In the same case, the Supreme Court ruled that reliance on an “as-is, where-is” agreement with a stipulation that absolves a seller from liability for hidden defects is unfounded for two reasons. First, a seller can only use such a stipulation to absolve liability for hidden defects if they have no knowledge of those defects. In the Poole-Blunden case, respondent knew the discrepancy in the unit size. Second, an “as-is, where-is” stipulation only applies to readily visible physical states; it doesn’t cover matters requiring specialized scrutiny or technical competence.
Further, a seller is generally responsible for warranty against hidden defects of the thing sold.
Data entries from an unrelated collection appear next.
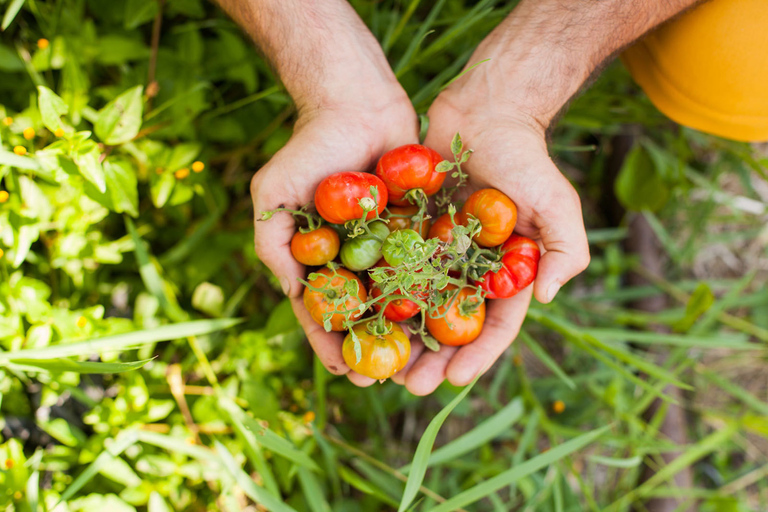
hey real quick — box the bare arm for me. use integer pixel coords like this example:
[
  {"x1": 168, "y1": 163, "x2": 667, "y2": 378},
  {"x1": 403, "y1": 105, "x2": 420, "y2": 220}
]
[{"x1": 214, "y1": 0, "x2": 404, "y2": 117}]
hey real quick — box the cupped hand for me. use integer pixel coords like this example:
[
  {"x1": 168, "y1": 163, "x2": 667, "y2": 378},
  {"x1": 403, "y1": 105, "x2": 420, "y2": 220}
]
[
  {"x1": 251, "y1": 99, "x2": 419, "y2": 386},
  {"x1": 392, "y1": 91, "x2": 590, "y2": 395}
]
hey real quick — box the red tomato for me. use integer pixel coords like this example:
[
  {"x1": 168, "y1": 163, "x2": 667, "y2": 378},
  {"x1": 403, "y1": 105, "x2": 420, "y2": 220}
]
[
  {"x1": 290, "y1": 226, "x2": 340, "y2": 266},
  {"x1": 371, "y1": 285, "x2": 421, "y2": 322},
  {"x1": 385, "y1": 205, "x2": 431, "y2": 238},
  {"x1": 342, "y1": 321, "x2": 411, "y2": 380},
  {"x1": 427, "y1": 212, "x2": 467, "y2": 243},
  {"x1": 425, "y1": 286, "x2": 485, "y2": 346},
  {"x1": 461, "y1": 188, "x2": 517, "y2": 247},
  {"x1": 303, "y1": 267, "x2": 367, "y2": 331},
  {"x1": 315, "y1": 172, "x2": 388, "y2": 224},
  {"x1": 476, "y1": 234, "x2": 540, "y2": 299},
  {"x1": 375, "y1": 144, "x2": 445, "y2": 206}
]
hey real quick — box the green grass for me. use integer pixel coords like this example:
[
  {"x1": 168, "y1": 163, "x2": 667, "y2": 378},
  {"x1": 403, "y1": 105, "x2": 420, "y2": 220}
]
[{"x1": 0, "y1": 0, "x2": 767, "y2": 511}]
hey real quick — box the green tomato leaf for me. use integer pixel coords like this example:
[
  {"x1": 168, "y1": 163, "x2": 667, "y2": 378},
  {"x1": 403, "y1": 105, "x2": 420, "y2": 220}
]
[
  {"x1": 95, "y1": 85, "x2": 144, "y2": 145},
  {"x1": 435, "y1": 160, "x2": 453, "y2": 174},
  {"x1": 450, "y1": 132, "x2": 463, "y2": 157},
  {"x1": 614, "y1": 144, "x2": 669, "y2": 212},
  {"x1": 37, "y1": 86, "x2": 69, "y2": 133}
]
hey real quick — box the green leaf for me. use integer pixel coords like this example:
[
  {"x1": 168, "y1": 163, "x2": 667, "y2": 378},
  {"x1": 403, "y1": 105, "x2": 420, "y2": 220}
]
[
  {"x1": 588, "y1": 455, "x2": 643, "y2": 468},
  {"x1": 672, "y1": 282, "x2": 715, "y2": 332},
  {"x1": 214, "y1": 441, "x2": 298, "y2": 512},
  {"x1": 614, "y1": 144, "x2": 669, "y2": 212},
  {"x1": 0, "y1": 43, "x2": 23, "y2": 71},
  {"x1": 73, "y1": 141, "x2": 106, "y2": 192},
  {"x1": 398, "y1": 375, "x2": 480, "y2": 512},
  {"x1": 428, "y1": 425, "x2": 611, "y2": 512},
  {"x1": 124, "y1": 0, "x2": 159, "y2": 29},
  {"x1": 37, "y1": 86, "x2": 69, "y2": 133},
  {"x1": 151, "y1": 172, "x2": 175, "y2": 208},
  {"x1": 1, "y1": 0, "x2": 26, "y2": 30},
  {"x1": 0, "y1": 318, "x2": 241, "y2": 361},
  {"x1": 95, "y1": 85, "x2": 144, "y2": 145},
  {"x1": 58, "y1": 430, "x2": 140, "y2": 505},
  {"x1": 339, "y1": 465, "x2": 400, "y2": 508},
  {"x1": 218, "y1": 394, "x2": 321, "y2": 472},
  {"x1": 0, "y1": 149, "x2": 41, "y2": 171},
  {"x1": 148, "y1": 492, "x2": 172, "y2": 512},
  {"x1": 298, "y1": 468, "x2": 332, "y2": 512},
  {"x1": 401, "y1": 398, "x2": 524, "y2": 473},
  {"x1": 519, "y1": 330, "x2": 576, "y2": 389},
  {"x1": 7, "y1": 358, "x2": 152, "y2": 374}
]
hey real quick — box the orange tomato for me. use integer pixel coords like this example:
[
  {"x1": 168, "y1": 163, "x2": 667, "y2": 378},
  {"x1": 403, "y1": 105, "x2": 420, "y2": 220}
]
[
  {"x1": 291, "y1": 226, "x2": 340, "y2": 266},
  {"x1": 427, "y1": 212, "x2": 467, "y2": 243},
  {"x1": 342, "y1": 321, "x2": 411, "y2": 379},
  {"x1": 426, "y1": 286, "x2": 485, "y2": 346},
  {"x1": 303, "y1": 267, "x2": 366, "y2": 331},
  {"x1": 461, "y1": 189, "x2": 517, "y2": 247},
  {"x1": 385, "y1": 205, "x2": 431, "y2": 238}
]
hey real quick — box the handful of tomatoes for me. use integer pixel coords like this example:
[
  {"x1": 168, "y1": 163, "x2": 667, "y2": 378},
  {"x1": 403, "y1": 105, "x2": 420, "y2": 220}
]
[{"x1": 261, "y1": 134, "x2": 540, "y2": 381}]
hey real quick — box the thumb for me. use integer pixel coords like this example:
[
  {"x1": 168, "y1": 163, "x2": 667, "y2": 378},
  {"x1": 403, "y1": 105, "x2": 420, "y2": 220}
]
[{"x1": 532, "y1": 187, "x2": 590, "y2": 304}]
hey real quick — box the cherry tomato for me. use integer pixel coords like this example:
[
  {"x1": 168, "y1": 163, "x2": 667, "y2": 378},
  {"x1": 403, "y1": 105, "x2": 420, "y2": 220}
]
[
  {"x1": 340, "y1": 221, "x2": 389, "y2": 271},
  {"x1": 461, "y1": 188, "x2": 517, "y2": 247},
  {"x1": 427, "y1": 212, "x2": 467, "y2": 243},
  {"x1": 290, "y1": 226, "x2": 340, "y2": 266},
  {"x1": 303, "y1": 267, "x2": 367, "y2": 331},
  {"x1": 371, "y1": 285, "x2": 421, "y2": 322},
  {"x1": 381, "y1": 229, "x2": 425, "y2": 266},
  {"x1": 315, "y1": 172, "x2": 388, "y2": 224},
  {"x1": 384, "y1": 205, "x2": 431, "y2": 238},
  {"x1": 426, "y1": 286, "x2": 485, "y2": 346},
  {"x1": 476, "y1": 234, "x2": 540, "y2": 299},
  {"x1": 342, "y1": 321, "x2": 411, "y2": 380},
  {"x1": 375, "y1": 144, "x2": 445, "y2": 206}
]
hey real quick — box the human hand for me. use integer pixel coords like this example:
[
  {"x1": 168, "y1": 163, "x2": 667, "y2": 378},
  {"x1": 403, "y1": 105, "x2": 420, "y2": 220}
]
[{"x1": 251, "y1": 99, "x2": 419, "y2": 385}]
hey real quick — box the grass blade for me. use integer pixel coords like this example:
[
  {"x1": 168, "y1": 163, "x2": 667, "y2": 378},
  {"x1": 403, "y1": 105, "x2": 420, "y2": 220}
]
[
  {"x1": 215, "y1": 441, "x2": 297, "y2": 512},
  {"x1": 398, "y1": 375, "x2": 480, "y2": 512},
  {"x1": 298, "y1": 467, "x2": 332, "y2": 512},
  {"x1": 582, "y1": 328, "x2": 753, "y2": 349},
  {"x1": 427, "y1": 425, "x2": 611, "y2": 512},
  {"x1": 519, "y1": 330, "x2": 576, "y2": 389},
  {"x1": 0, "y1": 318, "x2": 242, "y2": 360},
  {"x1": 218, "y1": 395, "x2": 321, "y2": 472},
  {"x1": 400, "y1": 397, "x2": 524, "y2": 473},
  {"x1": 6, "y1": 358, "x2": 152, "y2": 374},
  {"x1": 394, "y1": 0, "x2": 447, "y2": 75},
  {"x1": 1, "y1": 0, "x2": 26, "y2": 30}
]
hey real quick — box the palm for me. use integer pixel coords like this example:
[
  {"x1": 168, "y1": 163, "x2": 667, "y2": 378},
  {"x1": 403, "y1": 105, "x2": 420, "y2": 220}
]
[{"x1": 251, "y1": 107, "x2": 418, "y2": 383}]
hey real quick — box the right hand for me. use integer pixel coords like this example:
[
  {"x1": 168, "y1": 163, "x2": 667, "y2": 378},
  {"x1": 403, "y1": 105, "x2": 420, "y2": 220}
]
[{"x1": 251, "y1": 97, "x2": 418, "y2": 386}]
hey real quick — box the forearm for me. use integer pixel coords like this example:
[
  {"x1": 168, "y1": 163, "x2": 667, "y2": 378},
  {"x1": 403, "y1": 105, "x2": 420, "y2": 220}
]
[
  {"x1": 453, "y1": 0, "x2": 700, "y2": 125},
  {"x1": 214, "y1": 0, "x2": 401, "y2": 115}
]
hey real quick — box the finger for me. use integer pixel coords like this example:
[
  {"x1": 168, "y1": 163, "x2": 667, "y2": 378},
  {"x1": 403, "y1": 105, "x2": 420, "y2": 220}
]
[
  {"x1": 529, "y1": 178, "x2": 590, "y2": 304},
  {"x1": 445, "y1": 287, "x2": 532, "y2": 386},
  {"x1": 404, "y1": 345, "x2": 459, "y2": 396},
  {"x1": 391, "y1": 339, "x2": 426, "y2": 386},
  {"x1": 347, "y1": 371, "x2": 377, "y2": 387},
  {"x1": 289, "y1": 296, "x2": 349, "y2": 375}
]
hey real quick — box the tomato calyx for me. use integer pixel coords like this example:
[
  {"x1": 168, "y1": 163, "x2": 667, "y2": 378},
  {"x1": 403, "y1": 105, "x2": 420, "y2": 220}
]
[
  {"x1": 344, "y1": 185, "x2": 388, "y2": 240},
  {"x1": 301, "y1": 264, "x2": 365, "y2": 332}
]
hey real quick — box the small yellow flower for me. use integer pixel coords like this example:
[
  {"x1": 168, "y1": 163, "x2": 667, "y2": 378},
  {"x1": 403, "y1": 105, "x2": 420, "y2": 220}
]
[
  {"x1": 37, "y1": 38, "x2": 49, "y2": 50},
  {"x1": 0, "y1": 249, "x2": 4, "y2": 259},
  {"x1": 4, "y1": 459, "x2": 12, "y2": 469},
  {"x1": 174, "y1": 168, "x2": 190, "y2": 179},
  {"x1": 303, "y1": 411, "x2": 316, "y2": 424},
  {"x1": 2, "y1": 117, "x2": 12, "y2": 127},
  {"x1": 13, "y1": 491, "x2": 22, "y2": 500},
  {"x1": 192, "y1": 161, "x2": 205, "y2": 173},
  {"x1": 553, "y1": 400, "x2": 565, "y2": 414},
  {"x1": 76, "y1": 316, "x2": 88, "y2": 328},
  {"x1": 23, "y1": 127, "x2": 35, "y2": 140},
  {"x1": 0, "y1": 191, "x2": 8, "y2": 203},
  {"x1": 13, "y1": 146, "x2": 26, "y2": 156},
  {"x1": 54, "y1": 128, "x2": 65, "y2": 137}
]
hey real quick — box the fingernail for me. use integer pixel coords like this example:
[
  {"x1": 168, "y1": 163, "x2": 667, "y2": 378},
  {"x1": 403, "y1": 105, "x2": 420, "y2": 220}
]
[
  {"x1": 546, "y1": 281, "x2": 561, "y2": 303},
  {"x1": 279, "y1": 276, "x2": 291, "y2": 296}
]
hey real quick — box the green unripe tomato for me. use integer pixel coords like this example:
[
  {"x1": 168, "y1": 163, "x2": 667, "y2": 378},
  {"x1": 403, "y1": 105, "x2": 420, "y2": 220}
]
[
  {"x1": 340, "y1": 221, "x2": 389, "y2": 271},
  {"x1": 382, "y1": 229, "x2": 425, "y2": 266}
]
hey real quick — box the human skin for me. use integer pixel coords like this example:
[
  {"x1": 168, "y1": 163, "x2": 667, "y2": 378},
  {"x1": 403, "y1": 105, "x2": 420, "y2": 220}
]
[{"x1": 217, "y1": 0, "x2": 699, "y2": 394}]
As stated in Article 1561 of the New Civil Code:
“ARTICLE 1561. The vendor shall be responsible for warranty against the hidden defects which the thing sold may have, should they render it unfit for the use for which it is intended, or should they diminish its fitness for such use to such an extent that, had the vendee been aware thereof, he would not have acquired it or would have given a lower price for it; but said vendor shall not be answerable for patent defects or those which may be visible, or for those which are not visible if the vendee is an expert who, by reason of his trade or profession, should have known them.”
Based on your narration, the seller is a developer who should have known the actual floor area of the condominium unit being sold. Moreover, the exact floor area of a unit is not a physical feature that is readily visible to an ordinary person without specialized skills. As such, the developer is bound to warrant the unit’s floor area and cannot simply invoke the “as-is, where-is” clause in your contract absent any proof that you were aware or should have known of such discrepancy by reason of your trade or profession.
We hope that we were able to answer your queries. This advice was solely based on the facts you have narrated and our appreciation of the same. Our opinion may vary when other facts are changed or elaborated.
Thank you for your continued trust and support.